OCaml 5.0 introduced a new ring-buffer based tracing system with low overheads. This made most instrumentation available in the standard runtime and added the ability to keeping tracing on by default. The OCaml runtime uses this tracing system to track GC events. OCaml 5.1 went further to include support for custom events.
Runtime events tools through olly, provides functionality to grok the data provided by the runtime tracing system.
Olly has two modes; trace , and gc-stats
olly trace
$ olly trace example.trace example.exe
Records runtime traces in fuchsia and json formats. The trace files can be visualised with ui.perfetto. or json trace with chrome://tracing.
I’ve used it to generate OpenTelemetry traces with very low overhead (record begin/end and timestamp events using runtime events, and generate/submit the actual opentelemetry traces from another process).
This also works well when writing a load generator for a benchmark tool: you can generate and send the W3C Context header without influencing the benchmark itself too much (with some care it is possible to do this without allocating at all in the fast-path of the load generator), and record precise events with low overhead (e.g. when packets got sent, and received).
I’d have 2 suggestions:
currently I do my own clock synchronization by defining a custom event that records a Ptime.t on startup. This is very useful when doing distributed tracing across processes and across hosts. Having some first class support for absolute timestamps might be useful.

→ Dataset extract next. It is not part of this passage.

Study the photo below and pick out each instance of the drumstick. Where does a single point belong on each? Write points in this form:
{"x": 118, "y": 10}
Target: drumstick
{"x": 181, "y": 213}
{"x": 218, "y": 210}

make the time-source user overridable. E.g. one may want to use rdtsc or rdtscp (with an appropriate fence instruction as needed), CLOCK_MONOTONIC may in some situations be very slow and result in a syscall each time (e.g. inside a VM with the Xen clocksource). Of course I can define my own custom event to record that but I can’t disable the internal caml_time_counter call.
BTW I want to avoid (memory allocation) overhead when serializing the custom event, and there are very few readily available solutions for that, except for Marshal. In general I avoid using Marshal due to type-safety concerns, but as long as you build the tracer and the traced program from the exact same library it should work. Is there a better way?